Dismayed at Company magazine’s decision to take down her frothy feminism-lite quiz following none-too-happy feedback from other feminists, Ellie Levenson of “The Noughtie Girl’s Guide to Feminism” fame has now posted said quiz up on her blog.

So I’ve just given it a go.

And fuck me, what a surprise: I got mostly B’s.

Here’s what Ellie has to say to B-scoring-man-hating-second-wave-humourless-femnazis like me:

“You are definitely a noughtie girl – you are feminist and proud of it. Not only that but you’ve read all the literature and probably set up a women’s group of your very own to discuss the failings of men and society generally. But feminism has changed this millennium – noughtie girls know there’s more than one way to be a feminist, and that wearing pink doesn’t necessarily rule you out. Read on to find out how women in the noughties are changing the face of feminism.”

First off: “You are definitely a noughtie girl.”

No, I’m not Ellie, I’m really really not. I’m a woman. I actually stopped being a girl the day I turned 18, as did you. (And a note to Laurie here too, I’m not a sodding “lady feminist” either. {Click here for a great piece by Jemima Lewis on why the term “lady” should be banned.})

“you are feminist and proud of it”

Damn straight I am.

“Not only that but you’ve read all the literature and probably set up a women’s group of your very own to discuss the failings of men and society generally.”

You say that as though it’s a bad thing….

“But feminism has changed this millennium – noughtie girls know there’s more than one way to be a feminist, and that wearing pink doesn’t necessarily rule you out.”

Well no shit sherlock. And there was me all these years casting women out of the feminism club purely on the grounds that I didn’t like the colour of the clothes they wore. Sorry, my bad.

“Read on to find out how women in the noughties are changing the face of feminism.”

The problem is I have read on. In fact I’ve read “The Noughtie Girl’s Guide” several times now. And I’m confused.

I don’t get for instance how someone who admits to knowing nothing about feminist history, who admits to having googled “second wave feminist” to find out what it meant, can claim that women are now “changing the face of feminism”. How can you know you’re changing the face of something if you don’t know what that face looked like in the first place? What’s the expression again? “If you don’t know your history you’re doomed to repeat it” I think I’d add to that: if you don’t know your history you’re also doomed to making shallow unsubstantiated generalisations about people and to making yourself look completely fucking ignorant in the process.

What this all boils down to of course, the book and the quiz and the “It’s okay to laugh at rape jokes – here’s one I heard earlier, lolz!” articles, is a bid to make feminism more appealing to younger women.

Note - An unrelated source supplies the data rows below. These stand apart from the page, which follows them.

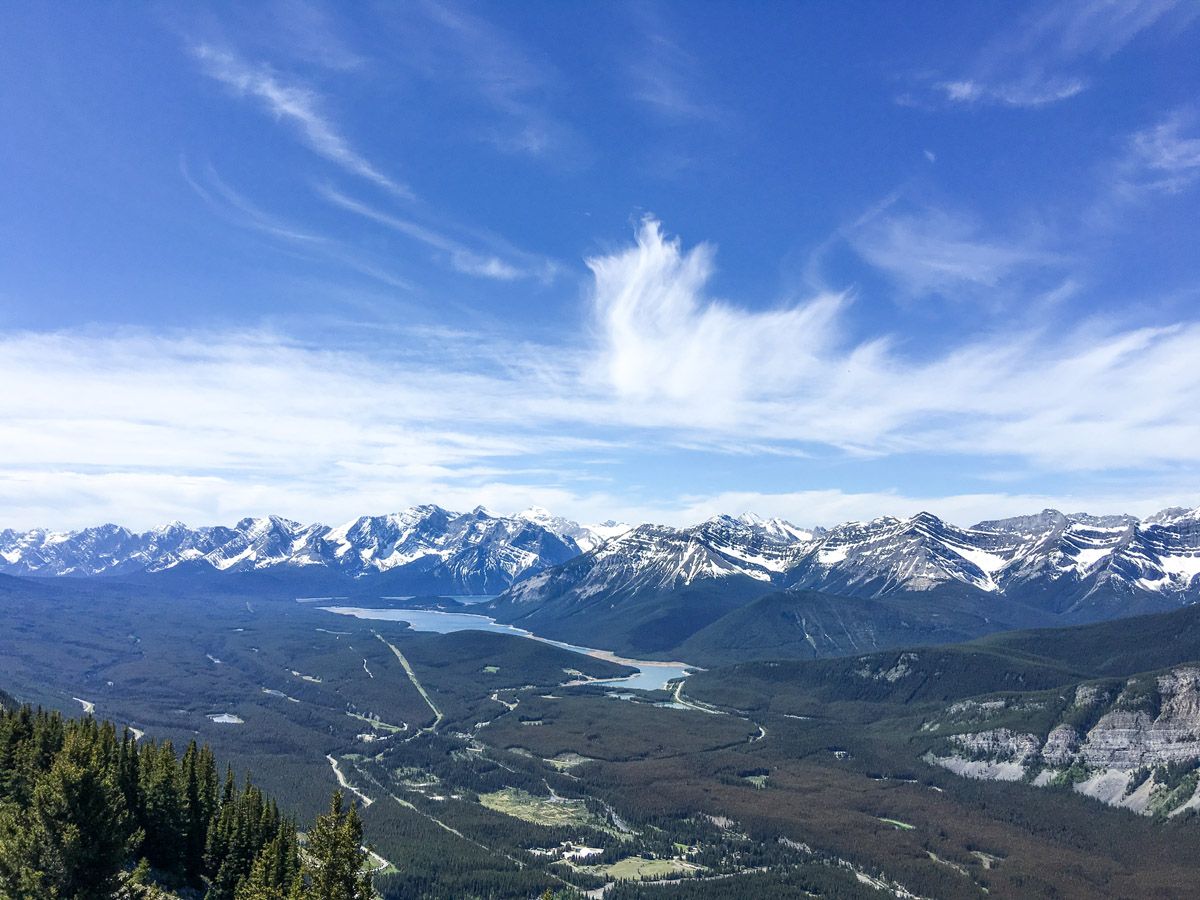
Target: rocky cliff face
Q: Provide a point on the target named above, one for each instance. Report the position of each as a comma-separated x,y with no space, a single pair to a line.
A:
1133,744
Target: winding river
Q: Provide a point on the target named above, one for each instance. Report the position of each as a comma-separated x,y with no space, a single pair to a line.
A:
652,675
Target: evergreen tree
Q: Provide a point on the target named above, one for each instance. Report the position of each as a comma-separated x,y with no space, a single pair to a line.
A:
337,863
79,829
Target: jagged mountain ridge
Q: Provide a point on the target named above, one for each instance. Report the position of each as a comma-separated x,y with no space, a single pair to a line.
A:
472,552
1072,555
933,581
1051,559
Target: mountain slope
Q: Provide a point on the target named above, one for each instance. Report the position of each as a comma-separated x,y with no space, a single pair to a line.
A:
425,549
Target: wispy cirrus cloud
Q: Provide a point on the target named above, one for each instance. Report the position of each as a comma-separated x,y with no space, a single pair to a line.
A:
1049,54
666,78
295,103
460,51
1161,159
233,207
456,253
931,250
129,421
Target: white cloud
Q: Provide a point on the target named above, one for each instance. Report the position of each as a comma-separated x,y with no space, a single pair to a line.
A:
459,256
456,49
294,103
1047,57
1092,399
933,251
1163,159
225,424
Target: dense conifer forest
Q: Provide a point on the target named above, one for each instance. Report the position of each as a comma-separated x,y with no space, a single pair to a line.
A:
88,814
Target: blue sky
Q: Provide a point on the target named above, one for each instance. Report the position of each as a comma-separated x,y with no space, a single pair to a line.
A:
646,262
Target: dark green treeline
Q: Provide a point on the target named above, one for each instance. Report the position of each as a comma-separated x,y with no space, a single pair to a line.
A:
89,815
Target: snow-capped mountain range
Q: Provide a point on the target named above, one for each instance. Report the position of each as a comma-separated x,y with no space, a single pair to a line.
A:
1053,556
437,550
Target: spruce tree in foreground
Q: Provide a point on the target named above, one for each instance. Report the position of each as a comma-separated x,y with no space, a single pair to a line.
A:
79,807
337,864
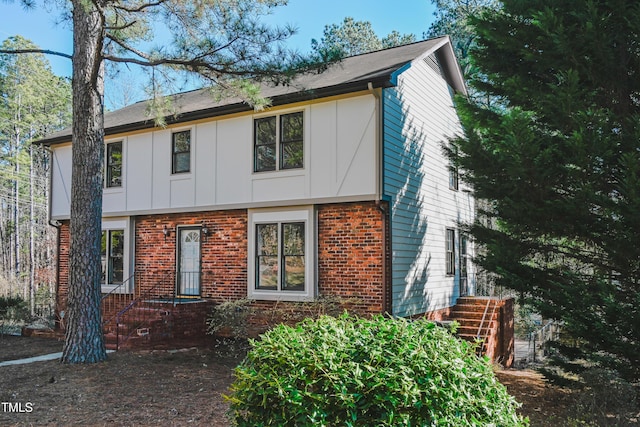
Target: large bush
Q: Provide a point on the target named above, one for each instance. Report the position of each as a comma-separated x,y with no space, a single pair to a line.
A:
351,371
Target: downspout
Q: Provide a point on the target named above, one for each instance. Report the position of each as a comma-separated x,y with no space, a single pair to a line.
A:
55,224
380,204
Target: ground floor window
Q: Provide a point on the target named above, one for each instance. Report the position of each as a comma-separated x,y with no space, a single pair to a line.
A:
112,246
280,246
115,255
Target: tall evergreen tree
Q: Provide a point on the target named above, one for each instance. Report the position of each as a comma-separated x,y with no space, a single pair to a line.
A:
221,41
560,161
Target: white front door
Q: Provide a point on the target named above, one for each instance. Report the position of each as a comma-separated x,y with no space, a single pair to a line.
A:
189,261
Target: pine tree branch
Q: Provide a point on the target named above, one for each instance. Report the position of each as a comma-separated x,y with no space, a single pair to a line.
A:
140,8
44,51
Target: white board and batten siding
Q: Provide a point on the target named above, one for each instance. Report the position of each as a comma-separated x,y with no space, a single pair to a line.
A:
419,117
339,158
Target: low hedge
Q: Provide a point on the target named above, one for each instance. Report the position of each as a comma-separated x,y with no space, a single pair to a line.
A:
351,371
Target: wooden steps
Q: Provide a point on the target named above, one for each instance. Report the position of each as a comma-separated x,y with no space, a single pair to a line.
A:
479,320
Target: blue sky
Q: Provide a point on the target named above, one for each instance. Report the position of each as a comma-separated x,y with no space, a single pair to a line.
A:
41,26
309,16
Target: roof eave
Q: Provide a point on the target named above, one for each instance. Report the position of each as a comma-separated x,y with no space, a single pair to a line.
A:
240,107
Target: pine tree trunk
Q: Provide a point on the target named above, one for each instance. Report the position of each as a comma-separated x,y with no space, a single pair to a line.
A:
32,242
84,341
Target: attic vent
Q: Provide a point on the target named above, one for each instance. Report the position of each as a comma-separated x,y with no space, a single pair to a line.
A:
433,63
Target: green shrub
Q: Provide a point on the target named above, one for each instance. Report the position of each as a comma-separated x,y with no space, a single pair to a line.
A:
350,371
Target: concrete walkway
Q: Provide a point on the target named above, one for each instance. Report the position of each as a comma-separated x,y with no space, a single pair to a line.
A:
45,357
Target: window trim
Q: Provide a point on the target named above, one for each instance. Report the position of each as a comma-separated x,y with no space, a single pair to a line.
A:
125,225
278,146
450,251
174,154
108,166
304,215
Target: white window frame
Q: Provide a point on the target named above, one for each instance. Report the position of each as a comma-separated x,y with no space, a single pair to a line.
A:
109,224
278,141
450,251
120,187
276,215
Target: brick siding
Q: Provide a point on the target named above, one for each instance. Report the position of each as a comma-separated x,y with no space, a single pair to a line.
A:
351,241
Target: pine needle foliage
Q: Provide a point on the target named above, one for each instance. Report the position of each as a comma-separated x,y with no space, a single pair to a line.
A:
558,157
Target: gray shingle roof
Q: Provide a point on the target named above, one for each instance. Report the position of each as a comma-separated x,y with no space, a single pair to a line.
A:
349,75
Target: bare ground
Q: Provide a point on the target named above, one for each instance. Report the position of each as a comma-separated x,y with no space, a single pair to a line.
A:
170,387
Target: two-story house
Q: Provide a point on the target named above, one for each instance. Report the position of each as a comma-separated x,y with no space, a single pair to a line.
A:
340,188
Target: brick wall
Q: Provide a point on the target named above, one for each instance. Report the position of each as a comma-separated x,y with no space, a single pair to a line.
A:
223,251
351,253
350,257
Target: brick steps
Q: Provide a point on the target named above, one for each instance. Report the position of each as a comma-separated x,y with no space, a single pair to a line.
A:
158,324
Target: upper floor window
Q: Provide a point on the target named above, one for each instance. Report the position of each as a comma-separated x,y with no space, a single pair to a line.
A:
181,152
279,142
113,166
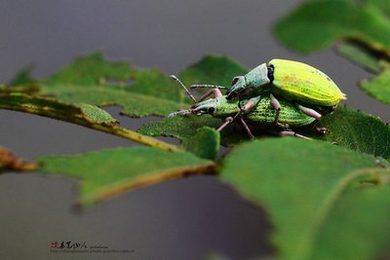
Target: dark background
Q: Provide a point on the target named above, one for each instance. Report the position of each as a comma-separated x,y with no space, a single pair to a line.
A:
184,219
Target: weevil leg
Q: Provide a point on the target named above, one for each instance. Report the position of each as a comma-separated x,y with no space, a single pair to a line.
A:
247,129
292,133
228,120
217,93
248,105
207,86
310,112
276,105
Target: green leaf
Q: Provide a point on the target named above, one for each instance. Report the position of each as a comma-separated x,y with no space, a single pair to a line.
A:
358,226
91,70
132,104
382,5
306,187
358,131
108,173
93,80
378,87
184,129
84,114
317,24
205,143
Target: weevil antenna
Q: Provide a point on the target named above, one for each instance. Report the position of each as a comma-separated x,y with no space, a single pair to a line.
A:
185,88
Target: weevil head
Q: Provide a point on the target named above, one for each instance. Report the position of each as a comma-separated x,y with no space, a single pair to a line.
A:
252,81
217,107
238,86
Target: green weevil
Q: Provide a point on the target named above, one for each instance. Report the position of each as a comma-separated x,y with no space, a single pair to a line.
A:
292,80
258,111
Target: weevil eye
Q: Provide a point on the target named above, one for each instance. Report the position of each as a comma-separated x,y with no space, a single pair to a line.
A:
210,110
235,80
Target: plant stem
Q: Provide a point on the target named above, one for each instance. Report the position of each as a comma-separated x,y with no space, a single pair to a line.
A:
71,113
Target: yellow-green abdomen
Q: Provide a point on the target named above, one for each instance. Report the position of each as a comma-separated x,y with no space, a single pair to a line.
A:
301,82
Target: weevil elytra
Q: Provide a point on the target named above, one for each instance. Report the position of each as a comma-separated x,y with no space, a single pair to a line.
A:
292,80
256,111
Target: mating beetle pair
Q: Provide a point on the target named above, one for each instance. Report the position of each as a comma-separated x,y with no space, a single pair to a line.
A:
272,94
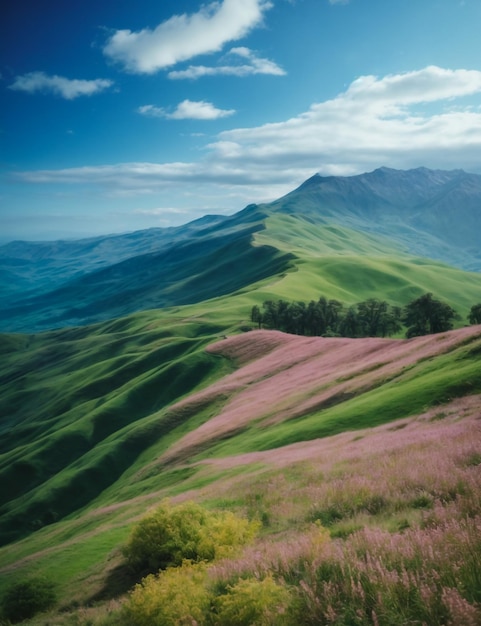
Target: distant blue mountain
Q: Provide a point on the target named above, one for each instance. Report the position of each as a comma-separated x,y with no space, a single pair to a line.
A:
430,213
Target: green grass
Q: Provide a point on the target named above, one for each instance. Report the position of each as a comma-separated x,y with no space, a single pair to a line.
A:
429,383
85,411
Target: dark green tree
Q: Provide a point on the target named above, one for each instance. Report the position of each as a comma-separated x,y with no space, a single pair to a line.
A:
426,315
475,314
350,326
256,315
370,314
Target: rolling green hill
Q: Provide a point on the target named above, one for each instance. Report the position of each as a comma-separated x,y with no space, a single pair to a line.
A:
413,215
165,393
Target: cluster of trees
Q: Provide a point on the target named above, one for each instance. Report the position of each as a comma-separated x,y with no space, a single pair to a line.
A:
370,318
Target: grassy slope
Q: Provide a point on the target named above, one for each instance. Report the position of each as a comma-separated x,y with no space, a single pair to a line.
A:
78,551
90,406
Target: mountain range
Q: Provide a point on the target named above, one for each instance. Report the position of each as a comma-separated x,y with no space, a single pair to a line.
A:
417,213
150,383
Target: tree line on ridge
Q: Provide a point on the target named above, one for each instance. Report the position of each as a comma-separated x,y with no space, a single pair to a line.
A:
370,318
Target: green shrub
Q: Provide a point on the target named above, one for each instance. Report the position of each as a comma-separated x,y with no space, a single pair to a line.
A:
177,596
252,601
26,598
185,532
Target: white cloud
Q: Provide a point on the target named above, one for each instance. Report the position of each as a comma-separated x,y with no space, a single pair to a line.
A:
254,65
183,37
187,109
64,87
402,120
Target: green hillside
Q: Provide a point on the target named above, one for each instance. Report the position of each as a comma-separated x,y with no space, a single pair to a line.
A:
185,399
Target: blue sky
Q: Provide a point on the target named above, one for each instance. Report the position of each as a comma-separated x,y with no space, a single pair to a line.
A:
118,116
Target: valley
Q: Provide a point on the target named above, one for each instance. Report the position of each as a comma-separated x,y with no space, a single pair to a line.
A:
132,374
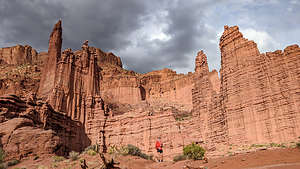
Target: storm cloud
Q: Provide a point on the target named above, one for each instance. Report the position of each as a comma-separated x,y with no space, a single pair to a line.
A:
150,35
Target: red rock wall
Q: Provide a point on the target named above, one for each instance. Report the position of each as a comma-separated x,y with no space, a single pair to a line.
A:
24,130
49,70
168,87
17,55
206,103
260,92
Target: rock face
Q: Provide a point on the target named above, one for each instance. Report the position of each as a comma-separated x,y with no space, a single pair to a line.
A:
260,92
92,99
30,128
76,89
17,55
54,52
206,103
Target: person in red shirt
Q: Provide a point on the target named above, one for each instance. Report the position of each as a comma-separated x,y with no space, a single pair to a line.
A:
159,146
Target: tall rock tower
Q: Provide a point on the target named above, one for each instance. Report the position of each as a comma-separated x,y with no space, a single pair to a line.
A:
54,54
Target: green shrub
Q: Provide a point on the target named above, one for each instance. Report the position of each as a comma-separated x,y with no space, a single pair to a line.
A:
194,151
91,152
133,150
123,150
58,158
13,162
91,147
146,156
2,155
112,150
179,158
73,155
298,145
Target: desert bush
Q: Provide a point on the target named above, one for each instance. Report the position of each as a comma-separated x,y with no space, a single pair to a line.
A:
73,155
58,158
13,162
179,158
91,147
194,151
113,150
42,167
3,166
133,150
2,155
146,156
298,144
91,152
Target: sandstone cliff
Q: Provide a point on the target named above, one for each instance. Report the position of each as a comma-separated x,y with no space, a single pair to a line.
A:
49,70
255,100
30,128
17,55
260,92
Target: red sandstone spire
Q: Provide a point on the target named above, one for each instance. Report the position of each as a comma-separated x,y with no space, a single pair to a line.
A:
54,53
201,62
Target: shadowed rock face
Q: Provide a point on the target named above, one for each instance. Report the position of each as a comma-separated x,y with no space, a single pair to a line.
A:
256,100
17,55
260,91
31,128
49,70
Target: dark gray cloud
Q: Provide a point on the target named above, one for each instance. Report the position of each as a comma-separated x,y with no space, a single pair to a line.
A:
149,35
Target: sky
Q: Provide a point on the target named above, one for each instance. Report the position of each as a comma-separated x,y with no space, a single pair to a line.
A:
151,35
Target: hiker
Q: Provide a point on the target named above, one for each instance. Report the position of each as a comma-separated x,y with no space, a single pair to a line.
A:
83,164
158,146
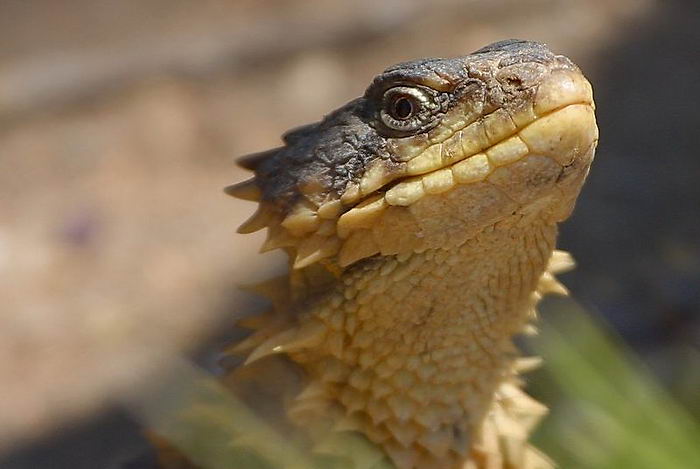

It’s a way of saying: “look, we know some of these older feminists can sometimes be a bit serious and hairy and all that, but you honestly don’t have to be like that if you want to be a feminist.” Which, to be honest, is an approach I don’t really have a problem with at all.

What I do have a problem with though is what I see as an attempt to take the politics out of feminism. An attempt to present feminism as something that encompasses all and everyone, no matter what their ideological position on anything, and in particular no matter what their ideological position on the things that actually matter, the things that actually make a difference to women’s lives: like abortion, or rape for instance (to take just two examples from “The Noughtie Girl’s Guide” where any political/feminist analysis is distinctly lacking) .

Because that’s not what it’s about at all.

There are some politics involved in feminism. And I think it’s patronising in the extreme to assume that those politics are too complicated for younger women to grasp, or that they need to have everything simplified and pinkified in order to get them to sign up to a movement, that at heart, at its most basic, is simply about fighting for their rights as women and girls.

And that’s why I, along with several other feminists, have such an issue with Levenson’s quiz. It’s not a case of “sour grapes” or “cyber bullying,” as Levenson tries to claim: it’s because that quiz is designed to tell young women nothing, zilch, nada, squat, about feminism. And because it’s premised on ridiculous stereotypes and fluffy empty headed shit that no one within the movement actually gives that much of a fuck about.